D’après Bob Smith, directeur exécutif de Blue Origin interviewé par le Financial Times, l’entreprise cherche désormais un site hors des États-Unis où elle pourrait installer une nouvelle base de lancement.

« Nos sommes à l’affût de tout ce que nous pourrions acquérir pour monter en échelle et mieux servir nos clients », explique-t-il. « Ce n’est pas une question de taille — il s’agit plutôt d’accélérer notre feuille de route », précise-t-il. Il fait notamment référence à New Glenn, le nouveau lanceur de Blue Origin qui est attendu à l’horizon 2024.

À l’heure actuelle, l’entreprise dispose déjà de deux bases d’où peuvent décoller ses lanceurs New Shepard. La première est située au Texas. C’est de là que Jeff Bezos est parti à la frontière de l’espace en juillet 2021 (voir notre article). La deuxième en Floride. Selon de nombreux analystes, le fait de multiplier les partenariats et d’étendre ses activités à l’échelle globale serait un premier pas intéressant pour rattraper SpaceX.

L’Europe en ligne de mire

Pour l’instant, le projet est encore balbutiant. Blue Origin n’a pas encore décidé de sa prochaine destination. Mais apparemment, le Vieux continent ferait partie de ses cibles privilégiées. Et il semble que la liste de course de Jeff Bezos ne comporte pas seulement des terres constructibles. La firme chercherait aussi à bénéficier de l’expertise européenne.

« L’Europe est connue pour ses professionnels de l’espace », reconnaît Caleb Henry, directeur de la recherche de Quilty Space dans l’article du Financial Times. « Pour [Blue Origin], ça pourrait être une façon de continuer à grandir », suggère-t-il.

En l’état, il est encore difficile de déterminer ce qu’une telle démarche pourrait signifier et comment elle pourrait se concrétiser, autant pour Blue Origin que pour l’aérospatiale européenne. Mais connaissant la compétition qui fait rage entre les entreprises de Musk et de Bezos, on peut imaginer que ce dernier souhaite avancer ses pions sur un marché qui va bientôt être redynamisé par l’arrivée d’Ariane 6. L’entreprise pourrait aussi tenter de profiter de l’appel d’air généré par les retards de cette dernière.

Quel impact sur l’aérospatiale européenne ?

D’ailleurs, Blue Origin a déjà prévu de s’attacher les services du futur fer de lance européen. En avril dernier, le constructeur a annoncé la signature d’un gros contrat de 18 lancements pour la mise en orbite de sa constellation de satellites Kuiper. Cette dernière a pour ambition de concurrencer le réseau Starlink de SpaceX.

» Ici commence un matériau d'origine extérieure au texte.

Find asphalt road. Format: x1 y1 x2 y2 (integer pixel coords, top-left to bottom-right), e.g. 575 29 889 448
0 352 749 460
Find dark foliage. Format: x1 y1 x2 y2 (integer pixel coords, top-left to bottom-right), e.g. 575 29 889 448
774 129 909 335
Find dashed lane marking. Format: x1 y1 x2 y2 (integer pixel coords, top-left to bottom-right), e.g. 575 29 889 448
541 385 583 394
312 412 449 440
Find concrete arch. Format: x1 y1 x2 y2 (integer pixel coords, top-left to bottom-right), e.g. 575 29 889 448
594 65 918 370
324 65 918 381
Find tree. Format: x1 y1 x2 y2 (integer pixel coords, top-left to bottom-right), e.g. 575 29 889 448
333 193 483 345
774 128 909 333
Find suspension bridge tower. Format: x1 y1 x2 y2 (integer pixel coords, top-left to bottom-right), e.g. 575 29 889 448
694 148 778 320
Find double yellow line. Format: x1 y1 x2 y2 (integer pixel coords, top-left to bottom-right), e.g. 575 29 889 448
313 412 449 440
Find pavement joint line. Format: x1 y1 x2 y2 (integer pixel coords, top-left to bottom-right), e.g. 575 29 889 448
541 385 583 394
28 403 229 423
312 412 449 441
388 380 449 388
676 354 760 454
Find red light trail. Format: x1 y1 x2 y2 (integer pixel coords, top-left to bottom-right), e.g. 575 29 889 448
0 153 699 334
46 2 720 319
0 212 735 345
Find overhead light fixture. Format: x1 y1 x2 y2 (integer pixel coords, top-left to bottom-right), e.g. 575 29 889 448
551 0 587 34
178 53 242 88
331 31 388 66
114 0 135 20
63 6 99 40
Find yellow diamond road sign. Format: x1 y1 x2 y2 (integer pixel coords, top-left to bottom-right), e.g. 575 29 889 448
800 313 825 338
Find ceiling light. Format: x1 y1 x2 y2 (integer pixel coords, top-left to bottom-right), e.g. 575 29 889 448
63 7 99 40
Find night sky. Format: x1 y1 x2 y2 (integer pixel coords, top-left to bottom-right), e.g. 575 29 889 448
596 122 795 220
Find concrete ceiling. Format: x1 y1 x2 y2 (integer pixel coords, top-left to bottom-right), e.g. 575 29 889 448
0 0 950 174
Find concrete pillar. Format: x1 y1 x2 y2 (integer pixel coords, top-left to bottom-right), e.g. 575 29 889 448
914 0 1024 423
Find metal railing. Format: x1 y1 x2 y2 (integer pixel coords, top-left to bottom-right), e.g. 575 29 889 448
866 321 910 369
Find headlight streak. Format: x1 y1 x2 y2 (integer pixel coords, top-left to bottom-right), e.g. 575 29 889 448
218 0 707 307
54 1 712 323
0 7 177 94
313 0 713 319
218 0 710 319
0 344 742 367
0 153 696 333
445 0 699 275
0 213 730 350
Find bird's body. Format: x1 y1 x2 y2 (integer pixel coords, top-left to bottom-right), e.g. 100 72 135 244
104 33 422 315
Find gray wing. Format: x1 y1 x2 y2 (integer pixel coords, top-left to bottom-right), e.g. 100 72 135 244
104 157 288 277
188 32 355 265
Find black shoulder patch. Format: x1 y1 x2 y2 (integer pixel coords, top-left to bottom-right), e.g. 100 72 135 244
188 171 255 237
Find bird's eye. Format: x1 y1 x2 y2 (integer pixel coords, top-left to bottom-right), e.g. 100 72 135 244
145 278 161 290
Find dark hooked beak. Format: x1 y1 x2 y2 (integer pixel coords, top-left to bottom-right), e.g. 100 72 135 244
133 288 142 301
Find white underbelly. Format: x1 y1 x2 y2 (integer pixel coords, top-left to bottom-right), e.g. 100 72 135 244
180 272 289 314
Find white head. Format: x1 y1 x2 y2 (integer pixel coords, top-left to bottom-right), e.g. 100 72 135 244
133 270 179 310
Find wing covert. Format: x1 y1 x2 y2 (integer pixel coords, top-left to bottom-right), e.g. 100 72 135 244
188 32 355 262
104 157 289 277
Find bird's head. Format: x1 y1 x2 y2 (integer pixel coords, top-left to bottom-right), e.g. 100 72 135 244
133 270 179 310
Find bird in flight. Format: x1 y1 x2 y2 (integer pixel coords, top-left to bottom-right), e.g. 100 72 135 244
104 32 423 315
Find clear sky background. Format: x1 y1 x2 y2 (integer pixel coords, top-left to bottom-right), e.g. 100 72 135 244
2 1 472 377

Actuellement, ce contrat avec Arianegroup reste un cas isolé. La firme de Jeff Bezos travaille presque uniquement avec des partenaires américains, notamment avec la fameuse National Team, qui comprend entre autres Lockheed Martin ou Boeing. Grâce à la force de frappe financière importante de Blue Origin, cette collaboration s’est déjà révélée très rémunératrice pour les entreprises concernées.

Cette manne pourrait aussi intéresser les entreprises européennes. Mais si Blue Origin s’installe effectivement dans nos contrées, il ne sera pas évident de tisser des liens aussi étroits avec les acteurs  locaux. Surtout que le groupe Blue Origin a déjà prouvé qu’il n’était pas toujours un partenaire facile à vivre – la NASA peut en témoigner.

Connaissant la nature hautement stratégique de l’aérospatiale et son importance pour l’indépendance et l’autonomie technologique de l’Europe — point sur lequel les gouvernements et Arianespace insistent lourdement dans le contexte actuel, où l’Europe reste privée de lanceur en attendant Ariane 6 —, on peut imaginer que les décideurs politiques feront très attention à ne pas s’attacher un fil à la patte.

Il conviendra donc de garder un œil sur le projet. Pour l’instant, il ne s’agit que de suppositions. Il n’y a encore aucune garantie que Blue Origin s’installe sur le Vieux continent. Mais si elle se concrétise, cette démarche pourrait avoir un impact considérable sur l’avenir de l’entreprise. Et surtout, cela pourrait nous donner des indications sur la façon dont l’Europe souhaite se positionner dans cette nouvelle course à l’espace, où le privé joue un rôle de plus en plus important. Affaire à suivre.